Fig.7 Distribution of substrate α concentration

To illustrate the diffusion behavior and the reaction progress, we assume that enzyme A locates on the center and produce α as the rate of (v_max [A])/(K_m+[A]), and enzyme B and enzyme C occupies the region of Ф1 and Ф2. In the beginning, enzyme B and C share different substrate concentration due to their distance to enzyme A. And enzyme B may produces much more products. Then we give the system a switch signal which can shorten the distance between enzyme A and C. The products of enzyme C rise because it gets more substrate than before. The percentage of these two products The whole process in membrane switch can be simulated as following:

Fig.8 Dynamic modeling of substrate α concentration before and after signaling

At the beginning of all, the enzyme B and C locates on the membrane, A & B are linked together to make a cluster. With the time goes by the concentration of α quickly reaches a peak, and diffuses towards the outside. After producing for some time, the ratio of different products reaches a stable state. At time=60, the system receives a signal. Then enzyme approaches the cluster at a very fast speed and consumes more substrates. (Fig. 8)

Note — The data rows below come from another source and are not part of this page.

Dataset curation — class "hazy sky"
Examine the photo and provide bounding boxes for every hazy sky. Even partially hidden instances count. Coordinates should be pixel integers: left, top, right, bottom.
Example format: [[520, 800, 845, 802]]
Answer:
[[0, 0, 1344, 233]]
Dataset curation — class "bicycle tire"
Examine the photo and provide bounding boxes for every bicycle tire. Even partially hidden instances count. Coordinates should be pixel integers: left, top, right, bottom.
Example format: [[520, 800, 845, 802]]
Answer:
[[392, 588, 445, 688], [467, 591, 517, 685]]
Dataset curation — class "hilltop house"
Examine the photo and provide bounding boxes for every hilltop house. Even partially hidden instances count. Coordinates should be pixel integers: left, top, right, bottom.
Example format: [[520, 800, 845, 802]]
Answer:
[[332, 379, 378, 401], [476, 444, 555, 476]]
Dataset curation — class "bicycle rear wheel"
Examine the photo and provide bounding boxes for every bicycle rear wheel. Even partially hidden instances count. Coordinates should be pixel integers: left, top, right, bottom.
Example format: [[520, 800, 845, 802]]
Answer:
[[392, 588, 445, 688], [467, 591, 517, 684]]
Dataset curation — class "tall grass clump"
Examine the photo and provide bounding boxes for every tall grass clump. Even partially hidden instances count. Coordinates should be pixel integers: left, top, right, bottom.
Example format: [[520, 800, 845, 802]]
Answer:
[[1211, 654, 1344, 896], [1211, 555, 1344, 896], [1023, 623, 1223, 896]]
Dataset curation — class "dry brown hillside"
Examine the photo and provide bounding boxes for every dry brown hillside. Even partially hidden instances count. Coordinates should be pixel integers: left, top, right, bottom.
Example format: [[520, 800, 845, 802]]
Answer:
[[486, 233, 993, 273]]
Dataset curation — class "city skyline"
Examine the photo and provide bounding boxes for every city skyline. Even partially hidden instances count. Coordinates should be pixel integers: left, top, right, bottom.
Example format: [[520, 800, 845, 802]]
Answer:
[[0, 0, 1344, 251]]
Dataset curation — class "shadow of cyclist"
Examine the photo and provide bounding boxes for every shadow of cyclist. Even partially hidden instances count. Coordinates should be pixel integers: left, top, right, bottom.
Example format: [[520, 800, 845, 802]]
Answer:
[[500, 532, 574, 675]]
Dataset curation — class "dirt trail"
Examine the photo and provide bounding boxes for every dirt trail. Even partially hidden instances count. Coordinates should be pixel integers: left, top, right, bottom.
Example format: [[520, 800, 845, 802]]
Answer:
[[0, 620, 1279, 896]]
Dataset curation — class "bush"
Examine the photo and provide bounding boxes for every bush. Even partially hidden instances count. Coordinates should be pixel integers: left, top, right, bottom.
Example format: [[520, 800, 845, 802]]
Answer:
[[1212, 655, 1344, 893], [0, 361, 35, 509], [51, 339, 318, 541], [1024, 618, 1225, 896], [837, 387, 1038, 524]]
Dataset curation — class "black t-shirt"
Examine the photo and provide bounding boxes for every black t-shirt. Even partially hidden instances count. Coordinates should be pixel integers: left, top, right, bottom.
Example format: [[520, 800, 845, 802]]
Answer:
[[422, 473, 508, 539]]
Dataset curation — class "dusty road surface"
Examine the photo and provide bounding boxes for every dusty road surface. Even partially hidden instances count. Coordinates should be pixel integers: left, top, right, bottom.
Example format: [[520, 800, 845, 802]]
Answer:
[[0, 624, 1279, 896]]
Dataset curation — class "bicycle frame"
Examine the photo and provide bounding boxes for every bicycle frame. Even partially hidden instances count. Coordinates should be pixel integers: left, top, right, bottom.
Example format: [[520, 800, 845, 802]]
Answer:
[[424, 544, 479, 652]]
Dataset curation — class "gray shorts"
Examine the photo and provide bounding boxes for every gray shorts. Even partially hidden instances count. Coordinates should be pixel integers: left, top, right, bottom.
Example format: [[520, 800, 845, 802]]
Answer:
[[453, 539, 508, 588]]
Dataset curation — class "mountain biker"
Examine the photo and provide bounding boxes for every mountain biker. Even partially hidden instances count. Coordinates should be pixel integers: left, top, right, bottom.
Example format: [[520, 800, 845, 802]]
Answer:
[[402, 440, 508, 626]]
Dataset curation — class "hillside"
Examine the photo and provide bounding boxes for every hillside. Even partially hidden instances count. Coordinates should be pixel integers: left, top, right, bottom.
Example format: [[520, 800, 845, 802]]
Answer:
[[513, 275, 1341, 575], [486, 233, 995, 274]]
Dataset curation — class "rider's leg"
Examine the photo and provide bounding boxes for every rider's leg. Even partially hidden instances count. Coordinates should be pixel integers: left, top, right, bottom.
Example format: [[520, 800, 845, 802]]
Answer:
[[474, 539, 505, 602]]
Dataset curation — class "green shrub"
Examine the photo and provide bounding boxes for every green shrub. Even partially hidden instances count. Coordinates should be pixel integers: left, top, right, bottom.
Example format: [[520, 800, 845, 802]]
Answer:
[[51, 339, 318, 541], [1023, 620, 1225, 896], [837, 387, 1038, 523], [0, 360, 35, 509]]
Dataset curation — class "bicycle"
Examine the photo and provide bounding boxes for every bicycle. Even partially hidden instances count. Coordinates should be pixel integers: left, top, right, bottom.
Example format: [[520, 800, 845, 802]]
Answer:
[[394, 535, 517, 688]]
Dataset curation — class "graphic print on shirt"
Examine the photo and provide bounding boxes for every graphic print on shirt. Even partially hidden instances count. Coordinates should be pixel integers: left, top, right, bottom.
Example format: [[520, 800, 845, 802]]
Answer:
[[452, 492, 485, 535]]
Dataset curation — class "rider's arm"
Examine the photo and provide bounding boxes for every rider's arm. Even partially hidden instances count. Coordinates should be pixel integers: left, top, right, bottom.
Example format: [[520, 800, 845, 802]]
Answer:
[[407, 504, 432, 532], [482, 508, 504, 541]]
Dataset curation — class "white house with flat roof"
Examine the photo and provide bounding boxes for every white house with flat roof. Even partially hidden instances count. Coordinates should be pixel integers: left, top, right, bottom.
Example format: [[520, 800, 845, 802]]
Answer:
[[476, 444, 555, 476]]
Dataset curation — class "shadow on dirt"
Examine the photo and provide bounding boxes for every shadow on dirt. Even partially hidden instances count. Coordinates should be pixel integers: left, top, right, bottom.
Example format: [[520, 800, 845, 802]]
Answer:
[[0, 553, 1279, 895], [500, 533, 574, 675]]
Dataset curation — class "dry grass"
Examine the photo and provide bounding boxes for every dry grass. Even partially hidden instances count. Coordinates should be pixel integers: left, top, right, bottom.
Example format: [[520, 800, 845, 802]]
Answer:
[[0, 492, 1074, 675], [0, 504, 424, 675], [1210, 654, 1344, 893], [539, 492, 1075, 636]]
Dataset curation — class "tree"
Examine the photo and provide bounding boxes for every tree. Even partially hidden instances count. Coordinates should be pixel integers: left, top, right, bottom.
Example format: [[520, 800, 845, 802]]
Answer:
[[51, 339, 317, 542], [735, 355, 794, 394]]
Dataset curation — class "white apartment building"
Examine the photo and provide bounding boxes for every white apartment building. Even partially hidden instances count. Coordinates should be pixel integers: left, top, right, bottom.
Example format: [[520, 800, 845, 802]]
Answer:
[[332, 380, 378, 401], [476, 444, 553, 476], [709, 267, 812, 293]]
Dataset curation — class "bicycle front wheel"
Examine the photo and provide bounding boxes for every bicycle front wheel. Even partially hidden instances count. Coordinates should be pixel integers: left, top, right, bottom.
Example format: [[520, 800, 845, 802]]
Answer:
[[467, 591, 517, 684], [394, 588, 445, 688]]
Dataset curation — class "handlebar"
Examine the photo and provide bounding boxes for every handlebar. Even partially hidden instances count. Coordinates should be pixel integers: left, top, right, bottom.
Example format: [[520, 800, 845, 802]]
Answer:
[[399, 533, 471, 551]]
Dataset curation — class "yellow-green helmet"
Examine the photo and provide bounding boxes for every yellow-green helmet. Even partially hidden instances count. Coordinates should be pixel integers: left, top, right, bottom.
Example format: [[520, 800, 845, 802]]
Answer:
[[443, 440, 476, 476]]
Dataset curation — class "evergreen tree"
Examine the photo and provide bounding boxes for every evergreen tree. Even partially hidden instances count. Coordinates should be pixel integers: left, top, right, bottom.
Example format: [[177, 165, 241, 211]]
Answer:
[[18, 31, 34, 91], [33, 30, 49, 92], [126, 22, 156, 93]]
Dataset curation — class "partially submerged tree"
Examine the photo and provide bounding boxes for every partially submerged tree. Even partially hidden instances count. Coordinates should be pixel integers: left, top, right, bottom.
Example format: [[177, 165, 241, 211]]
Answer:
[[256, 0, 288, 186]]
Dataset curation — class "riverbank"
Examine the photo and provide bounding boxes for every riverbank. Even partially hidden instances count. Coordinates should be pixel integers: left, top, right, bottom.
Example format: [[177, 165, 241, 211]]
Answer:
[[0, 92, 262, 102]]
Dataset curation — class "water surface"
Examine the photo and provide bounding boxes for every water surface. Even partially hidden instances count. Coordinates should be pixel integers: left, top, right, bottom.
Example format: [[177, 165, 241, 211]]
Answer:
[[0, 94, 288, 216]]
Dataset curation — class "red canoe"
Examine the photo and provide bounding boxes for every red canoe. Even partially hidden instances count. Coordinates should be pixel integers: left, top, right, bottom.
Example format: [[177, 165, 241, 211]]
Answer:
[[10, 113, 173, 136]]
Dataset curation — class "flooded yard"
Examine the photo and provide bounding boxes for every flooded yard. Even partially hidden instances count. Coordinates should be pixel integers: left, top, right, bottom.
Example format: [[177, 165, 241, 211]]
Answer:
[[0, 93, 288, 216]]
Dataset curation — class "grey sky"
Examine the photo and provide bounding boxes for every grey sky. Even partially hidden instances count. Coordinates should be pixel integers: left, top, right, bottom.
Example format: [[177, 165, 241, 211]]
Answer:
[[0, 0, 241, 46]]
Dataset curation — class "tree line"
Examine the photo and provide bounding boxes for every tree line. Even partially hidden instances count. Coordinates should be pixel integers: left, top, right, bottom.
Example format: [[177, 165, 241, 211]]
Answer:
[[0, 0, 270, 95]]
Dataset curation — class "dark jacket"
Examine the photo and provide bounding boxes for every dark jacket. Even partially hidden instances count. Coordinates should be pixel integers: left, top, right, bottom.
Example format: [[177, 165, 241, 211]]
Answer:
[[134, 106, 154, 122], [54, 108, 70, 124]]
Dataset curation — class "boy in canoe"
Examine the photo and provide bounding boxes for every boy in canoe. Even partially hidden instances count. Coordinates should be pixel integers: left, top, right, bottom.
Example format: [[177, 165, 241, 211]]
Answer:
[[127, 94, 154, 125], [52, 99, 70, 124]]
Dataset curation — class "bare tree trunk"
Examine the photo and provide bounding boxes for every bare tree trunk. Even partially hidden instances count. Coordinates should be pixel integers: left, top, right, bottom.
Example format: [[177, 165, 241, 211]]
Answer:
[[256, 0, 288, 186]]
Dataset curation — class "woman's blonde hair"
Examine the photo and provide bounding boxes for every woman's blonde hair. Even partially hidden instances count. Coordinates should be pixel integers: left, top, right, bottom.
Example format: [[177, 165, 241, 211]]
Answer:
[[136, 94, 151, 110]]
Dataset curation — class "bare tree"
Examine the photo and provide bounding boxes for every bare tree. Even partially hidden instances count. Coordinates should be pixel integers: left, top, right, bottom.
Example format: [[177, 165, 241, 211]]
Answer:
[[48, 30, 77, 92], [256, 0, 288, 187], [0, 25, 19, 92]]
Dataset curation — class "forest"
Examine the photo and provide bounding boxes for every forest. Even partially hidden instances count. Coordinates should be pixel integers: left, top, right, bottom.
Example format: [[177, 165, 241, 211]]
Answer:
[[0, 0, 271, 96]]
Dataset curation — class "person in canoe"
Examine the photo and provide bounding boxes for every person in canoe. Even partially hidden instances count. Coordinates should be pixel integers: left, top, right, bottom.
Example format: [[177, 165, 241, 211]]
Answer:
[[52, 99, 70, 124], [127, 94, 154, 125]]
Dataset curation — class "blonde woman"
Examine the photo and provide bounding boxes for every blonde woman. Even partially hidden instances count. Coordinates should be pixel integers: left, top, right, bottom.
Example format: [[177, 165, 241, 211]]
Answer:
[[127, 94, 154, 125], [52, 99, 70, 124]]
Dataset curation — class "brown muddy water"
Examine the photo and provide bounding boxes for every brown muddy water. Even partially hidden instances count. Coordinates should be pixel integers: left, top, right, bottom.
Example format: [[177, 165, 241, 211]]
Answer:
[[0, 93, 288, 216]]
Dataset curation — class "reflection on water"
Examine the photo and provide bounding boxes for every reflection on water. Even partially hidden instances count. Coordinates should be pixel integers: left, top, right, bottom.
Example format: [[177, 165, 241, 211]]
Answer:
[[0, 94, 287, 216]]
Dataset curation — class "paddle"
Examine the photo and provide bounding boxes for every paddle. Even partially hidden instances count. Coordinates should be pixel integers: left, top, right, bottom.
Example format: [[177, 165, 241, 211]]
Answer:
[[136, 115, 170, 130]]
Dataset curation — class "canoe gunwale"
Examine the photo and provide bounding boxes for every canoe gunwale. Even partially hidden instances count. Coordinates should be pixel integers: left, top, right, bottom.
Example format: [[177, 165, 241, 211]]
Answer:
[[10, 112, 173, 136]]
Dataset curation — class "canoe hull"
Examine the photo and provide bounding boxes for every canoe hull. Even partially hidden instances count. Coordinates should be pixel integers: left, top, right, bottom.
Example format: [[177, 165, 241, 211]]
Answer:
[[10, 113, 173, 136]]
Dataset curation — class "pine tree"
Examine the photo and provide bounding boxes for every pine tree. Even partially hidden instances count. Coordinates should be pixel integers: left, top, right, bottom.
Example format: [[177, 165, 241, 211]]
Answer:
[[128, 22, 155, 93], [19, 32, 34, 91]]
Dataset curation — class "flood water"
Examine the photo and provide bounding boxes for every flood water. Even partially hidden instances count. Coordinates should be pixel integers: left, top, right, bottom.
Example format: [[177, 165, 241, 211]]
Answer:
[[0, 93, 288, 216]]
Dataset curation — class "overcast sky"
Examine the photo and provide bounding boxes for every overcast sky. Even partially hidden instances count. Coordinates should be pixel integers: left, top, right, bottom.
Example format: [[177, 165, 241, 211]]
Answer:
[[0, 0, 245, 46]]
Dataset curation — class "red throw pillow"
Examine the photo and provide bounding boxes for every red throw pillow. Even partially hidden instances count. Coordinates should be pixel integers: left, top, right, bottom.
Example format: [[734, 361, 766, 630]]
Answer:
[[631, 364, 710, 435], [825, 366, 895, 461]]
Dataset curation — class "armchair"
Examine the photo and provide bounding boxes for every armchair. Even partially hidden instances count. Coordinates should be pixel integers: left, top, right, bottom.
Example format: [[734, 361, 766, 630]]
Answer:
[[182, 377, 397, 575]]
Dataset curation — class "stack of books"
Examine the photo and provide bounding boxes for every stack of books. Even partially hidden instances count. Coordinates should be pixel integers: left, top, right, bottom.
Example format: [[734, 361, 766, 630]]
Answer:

Fig.9 Integral and Ratio of product amount

We call the product of Enzyme B as the major product. To show the equilibrium state after a long period of inducement, we assume that the signal comes at time=100. We can easily see that the major products product amount changes from about 70% of all products to 50%. In other words, the minor product amount has increased by 67%. (Fig. 9)


In our model we assume that the reaction & substrate consumption abilities of B and C are the same. However in reality, the Km of different enzymes are not the same. Considering Michaelis-Menten equation, if the substrate concentration is 10 or more times the Km, we can ignore the effects of different abilities of enzymes, just as the normal biochemical conditions.

Amazingly our experiment results agree with the modeling ratio, these results strongly indicates the mechanism of steering process.